If you want to generate columns dynamically (joins, filters, computed prompt strings, etc.), pass a SQL query that returns the fields referenced by your column_mapping.

ds = ColumnMappedTextInstructionIterableDataset(
    path_or_dataset_id="delta://catalog.schema.training_data",
    column_mapping={"question": "question", "answer": "answer"},
    tokenizer=tokenizer,
    delta_storage_options={
        "DATABRICKS_HOST": "https://your-workspace.databricks.com",
        "DATABRICKS_TOKEN": "dapi...",
        "DATABRICKS_HTTP_PATH": "/sql/1.0/warehouses/...",
    },
    delta_sql_query="""
      SELECT
        concat(system_prompt, '\n', user_message) AS question,
        assistant_message AS answer
      FROM catalog.schema.training_data
      WHERE split = 'train'
    """,
)

dataset:
  _target_: nemo_automodel.components.datasets.llm.column_mapped_text_instruction_iterable_dataset.ColumnMappedTextInstructionIterableDataset
  path_or_dataset_id: delta://catalog.schema.training_data
  column_mapping:
    question: question
    answer: answer
  delta_sql_query: |
    SELECT
      concat(system_prompt, '\n', user_message) AS question,
      assistant_message AS answer
    FROM catalog.schema.training_data
    WHERE split = 'train'
  delta_storage_options:
    DATABRICKS_HOST: ${oc.env:DATABRICKS_HOST}
    DATABRICKS_TOKEN: ${oc.env:DATABRICKS_TOKEN}
    DATABRICKS_HTTP_PATH: ${oc.env:DATABRICKS_HTTP_PATH}

Note

SQL engine requirement: delta_sql_query is executed via Spark (Databricks runtime/pyspark) when available, otherwise via databricks-sql-connector.

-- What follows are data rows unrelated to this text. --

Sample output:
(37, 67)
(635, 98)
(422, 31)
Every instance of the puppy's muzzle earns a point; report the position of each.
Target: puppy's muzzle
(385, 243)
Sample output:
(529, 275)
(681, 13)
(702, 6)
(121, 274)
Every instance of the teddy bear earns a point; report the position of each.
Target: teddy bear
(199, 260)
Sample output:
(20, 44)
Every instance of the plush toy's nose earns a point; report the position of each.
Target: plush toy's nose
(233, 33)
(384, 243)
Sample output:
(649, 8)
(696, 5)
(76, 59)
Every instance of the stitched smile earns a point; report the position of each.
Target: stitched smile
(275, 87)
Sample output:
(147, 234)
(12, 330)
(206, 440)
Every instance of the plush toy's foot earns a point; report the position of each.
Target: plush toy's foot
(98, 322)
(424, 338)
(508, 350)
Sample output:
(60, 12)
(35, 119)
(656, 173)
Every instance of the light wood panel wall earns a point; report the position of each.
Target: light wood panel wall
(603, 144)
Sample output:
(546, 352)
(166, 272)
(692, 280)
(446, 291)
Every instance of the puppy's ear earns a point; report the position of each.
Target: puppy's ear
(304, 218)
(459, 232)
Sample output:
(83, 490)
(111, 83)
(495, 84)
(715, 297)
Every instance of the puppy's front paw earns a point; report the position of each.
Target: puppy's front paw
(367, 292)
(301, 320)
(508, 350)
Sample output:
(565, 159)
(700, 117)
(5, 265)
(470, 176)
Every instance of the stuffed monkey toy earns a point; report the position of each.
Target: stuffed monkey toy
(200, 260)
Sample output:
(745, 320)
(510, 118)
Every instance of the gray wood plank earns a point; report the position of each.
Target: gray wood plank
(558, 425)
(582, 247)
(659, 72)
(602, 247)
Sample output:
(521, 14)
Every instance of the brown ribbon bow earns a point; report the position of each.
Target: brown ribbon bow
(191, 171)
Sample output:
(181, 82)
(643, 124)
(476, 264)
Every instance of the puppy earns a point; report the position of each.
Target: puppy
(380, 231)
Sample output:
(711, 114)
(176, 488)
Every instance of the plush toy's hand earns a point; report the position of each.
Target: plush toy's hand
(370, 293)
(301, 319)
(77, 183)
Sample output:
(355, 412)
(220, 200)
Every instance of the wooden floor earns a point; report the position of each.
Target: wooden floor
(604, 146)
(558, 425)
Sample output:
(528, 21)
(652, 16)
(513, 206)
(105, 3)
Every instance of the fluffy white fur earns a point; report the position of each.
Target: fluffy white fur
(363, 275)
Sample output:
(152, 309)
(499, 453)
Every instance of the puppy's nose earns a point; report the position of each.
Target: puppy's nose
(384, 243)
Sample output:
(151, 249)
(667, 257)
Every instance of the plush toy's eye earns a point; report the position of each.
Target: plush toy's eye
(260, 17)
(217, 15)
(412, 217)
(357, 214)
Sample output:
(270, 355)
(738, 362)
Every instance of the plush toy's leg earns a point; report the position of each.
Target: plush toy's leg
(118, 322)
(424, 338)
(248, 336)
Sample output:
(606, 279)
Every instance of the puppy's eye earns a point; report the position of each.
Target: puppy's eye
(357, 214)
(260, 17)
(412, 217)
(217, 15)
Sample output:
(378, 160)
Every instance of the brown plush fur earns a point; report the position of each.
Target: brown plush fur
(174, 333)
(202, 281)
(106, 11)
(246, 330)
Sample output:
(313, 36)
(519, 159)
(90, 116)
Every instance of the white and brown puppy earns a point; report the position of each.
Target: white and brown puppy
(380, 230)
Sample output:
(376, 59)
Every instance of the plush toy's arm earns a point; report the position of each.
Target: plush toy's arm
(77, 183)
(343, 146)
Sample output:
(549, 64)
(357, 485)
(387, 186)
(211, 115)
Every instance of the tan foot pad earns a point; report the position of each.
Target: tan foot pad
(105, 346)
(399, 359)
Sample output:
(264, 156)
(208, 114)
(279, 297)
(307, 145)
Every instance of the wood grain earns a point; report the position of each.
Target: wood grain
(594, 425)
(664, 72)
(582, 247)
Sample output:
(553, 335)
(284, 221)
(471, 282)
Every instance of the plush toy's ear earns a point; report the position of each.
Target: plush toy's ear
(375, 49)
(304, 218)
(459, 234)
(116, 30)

It is not supported in a deltalake-only environment.

Note

Authentication: The Delta Lake loader automatically picks up credentials from environment variables (DATABRICKS_TOKEN, AWS_ACCESS_KEY_ID, AZURE_STORAGE_ACCOUNT_KEY, etc.) if not explicitly provided in delta_storage_options.

Common Arguments#

Arg	Default	Description
`split`	`None`	Which split to stream from a HF repo (`train`, `validation`, etc.). Ignored for local files and Delta tables.
`name`	`None`	Name of the dataset configuration/subset to load.
`answer_only_loss_mask`	`True`	Mask prompt tokens in `labels` with `-100` (CrossEntropy `ignore_index`).
`use_hf_chat_template`	`False`	If `True` and the tokenizer supports chat templates, format via `tokenizer.apply_chat_template(...)`.
`seq_length`	`None`	Optional max sequence length; used for padding/truncation when enabled.
`padding`	`"do_not_pad"`	Padding strategy passed to the tokenizer.
`truncation`	`"do_not_truncate"`	Truncation strategy passed to the tokenizer.
`limit_dataset_samples`	`None`	Optionally limit the stream to the first (N) samples (best-effort; depends on backend).
`repeat_on_exhaustion`	`True`	If `True`, restart the stream on exhaustion (useful for step-based training).
`delta_storage_options`	`None`	Storage/auth options for Delta Lake backends (Databricks, S3, Azure, GCS).
`delta_version`	`None`	Specific Delta table version to read.
`delta_sql_query`	`None`	SQL query to generate rows for Delta sources (Spark / Databricks SQL only).